[FFmpeg-devel] [PATCH] h264.c/decode_cabac_residual optimization

Wed Jul 2 00:00:28 CEST 2008

"Siarhei Siamashka" <siarhei.siamashka at gmail.com> writes:

> On Tue, Jul 1, 2008 at 9:44 PM, Michael Niedermayer <michaelni at gmx.at> wrote:
>> On Tue, Jul 01, 2008 at 01:14:56PM -0400, Alexander Strange wrote:
>> [...]
>>
>>> diff -ru --exclude='*svn*' ffmpeg-/libavcodec/h264.c ffmpeg/libavcodec/h264.c
>>> --- ffmpeg-/libavcodec/h264.c 2008-06-30 14:47:53.000000000 -0400
>>> +++ ffmpeg/libavcodec/h264.c  2008-06-30 14:47:59.000000000 -0400
>>> @@ -5517,7 +5517,7 @@
>>>          }
>>>      }
>>>
>>> -    for( coeff_count--; coeff_count >= 0; coeff_count-- ) {
>>> +    while( coeff_count-- ) {
>>>          uint8_t *ctx = coeff_abs_level1_ctx[node_ctx] + abs_level_m1_ctx_base;
>>>
>>>          int j= scantable[index[coeff_count]];
>>
>> ok if faster or same speed
>
> Typically pre-decrement is always preferred in code optimized for
> performance as it is generally faster.
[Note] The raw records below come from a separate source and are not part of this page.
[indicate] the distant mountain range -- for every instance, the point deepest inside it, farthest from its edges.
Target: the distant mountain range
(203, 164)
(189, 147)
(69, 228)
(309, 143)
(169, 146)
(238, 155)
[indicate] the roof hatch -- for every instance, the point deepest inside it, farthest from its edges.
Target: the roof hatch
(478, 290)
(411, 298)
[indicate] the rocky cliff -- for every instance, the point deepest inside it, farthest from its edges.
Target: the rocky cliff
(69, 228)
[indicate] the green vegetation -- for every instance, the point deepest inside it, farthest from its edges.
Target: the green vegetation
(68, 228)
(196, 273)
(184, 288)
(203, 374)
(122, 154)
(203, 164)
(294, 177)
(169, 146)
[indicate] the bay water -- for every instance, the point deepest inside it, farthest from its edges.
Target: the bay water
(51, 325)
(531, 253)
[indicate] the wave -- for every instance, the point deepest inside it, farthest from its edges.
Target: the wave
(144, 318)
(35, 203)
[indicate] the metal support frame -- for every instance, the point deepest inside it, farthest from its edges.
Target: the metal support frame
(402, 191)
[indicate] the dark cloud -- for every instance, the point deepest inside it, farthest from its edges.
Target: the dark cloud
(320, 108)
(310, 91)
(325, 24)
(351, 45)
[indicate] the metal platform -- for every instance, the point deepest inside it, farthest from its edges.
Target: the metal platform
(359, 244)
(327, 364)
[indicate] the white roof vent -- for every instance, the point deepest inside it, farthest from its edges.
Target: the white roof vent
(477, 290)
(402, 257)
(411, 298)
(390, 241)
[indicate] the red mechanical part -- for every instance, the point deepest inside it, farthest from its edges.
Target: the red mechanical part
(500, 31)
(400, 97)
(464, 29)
Something like this would be
> better (also it is closer to the old code):
> while( --coeff_count >= 0 ) {
> ...
> }
>
> You can try to compile this sample with the best possible
> optimizations, look at the assembly output and check where the
> generated code is better and why:
>
> /**********************/
> int q();
>
> void f1(int n)
> {
>     while (--n >= 0) {
>         q();
>     }
> }
>
> void f2(int n)
> {
>     while (n--) {
>         q();
>     }
> }
> /**********************/

Any half-decent compiler should generate the same code for those two
functions.  GCC for ARM generates a slightly different, but
equivalent, setup sequence, and the loops are exactly the same.
I can't be bothered to check x86.

-- 
M?ns Rullg?rd
mans at mansr.com